Я описал скорее с отвращением, чем с сожалением, те силы, которые боролись за душу автора в XIX веке и окончательно подавили искусство в советском полицейском государстве. В XIX веке гении не только устояли, но и расцвели, потому что, с одной стороны, общественное мнение было сильнее любого царя, а с другой – хороший читатель отказывался подчиняться утилитарным идеям прогрессивных критиков. В наши дни, когда общественное мнение в России полностью подавлено властями, хороший читатель, может быть, все еще существует где‐нибудь в Томске или Атомске, но его голос не слышен, его держат на строгой диете, он разлучен со своими собратьями за границей. Его собратья – это очень важно, ибо как всемирная семья талантливых писателей перешагивает через национальные барьеры, так и одаренный читатель – гражданин мира, не зависящий от законов пространства и времени. Это он – тонкий, превосходный читатель – вновь и вновь спасает художника от гибельной власти императоров, диктаторов, священников, пуритан, обывателей, политических моралистов, полицейских, почтмейстеров и лицемеров. Позвольте мне набросать портрет этого прекрасного читателя. Он не принадлежит ни к одной определенной нации или классу. Ни один общественный надзиратель или книжный клуб не может распоряжаться его душой. Его литературные вкусы не продиктованы теми юношескими чувствами, которые заставляют рядового читателя отождествлять себя с тем или иным персонажем и «пропускать описания». Чуткий, заслуживающий восхищения читатель отождествляет себя не с девушкой или юношей в книге, а с тем, кто задумал и сочинил ее. Настоящий читатель не ищет сведений о России в русском романе, понимая, что Россия Толстого или Чехова – это не усредненная историческая Россия, а особый мир, созданный воображением гения. Настоящий читатель не интересуется общими идеями: его интересует особый взгляд на вещи. Ему нравится роман не потому, что он помогает ему ладить с обществом (если прибегнуть к чудовищному штампу критиков прогрессивной школы), а потому, что он впитывает и воспринимает каждую деталь текста, наслаждается тем, чем хотел порадовать его автор, весь сияет, потрясенный волшебными образами выдумщика, мага, кудесника, художника. Воистину, лучший герой, которого создает великий художник, это его читатель.

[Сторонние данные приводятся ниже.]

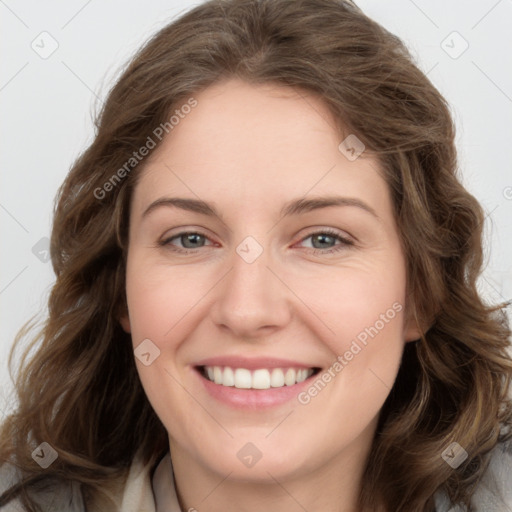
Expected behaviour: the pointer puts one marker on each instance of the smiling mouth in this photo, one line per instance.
(263, 378)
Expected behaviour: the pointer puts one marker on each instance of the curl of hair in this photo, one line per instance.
(80, 391)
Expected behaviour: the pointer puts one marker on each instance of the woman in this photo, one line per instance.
(261, 369)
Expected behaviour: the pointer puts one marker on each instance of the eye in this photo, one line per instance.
(193, 240)
(327, 237)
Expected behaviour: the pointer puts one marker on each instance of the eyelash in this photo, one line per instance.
(344, 242)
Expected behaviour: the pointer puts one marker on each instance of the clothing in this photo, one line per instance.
(146, 490)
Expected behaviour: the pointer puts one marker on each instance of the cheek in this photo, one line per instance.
(159, 296)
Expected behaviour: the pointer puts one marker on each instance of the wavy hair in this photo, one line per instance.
(79, 389)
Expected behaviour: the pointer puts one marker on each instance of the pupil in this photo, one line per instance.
(190, 238)
(322, 237)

Я бросаю сентиментальный взгляд в прошлое, и старый русский читатель видится мне таким же образцом для читателей, каким русские писатели были для иностранных авторов. Он начинал свою увлекательную карьеру в самом нежном возрасте и влюблялся в Толстого или Чехова еще в детской, и няня, пытаясь отобрать у него «Анну Каренину», говорила: «Дай‐ка я тебе расскажу своими словами»[38]. Вот как хороший читатель учился остерегаться переводчиков урезанных шедевров, идиотских фильмов о братьях Карениных, всяческого потворства лентяям и четвертования гениев.
И, подводя итог, мне хотелось бы подчеркнуть еще раз: не надо искать «загадочной русской души» в русском романе. Давайте искать в нем индивидуальный гений. Смотрите на шедевр, а не на раму – и не на лица других людей, разглядывающих раму.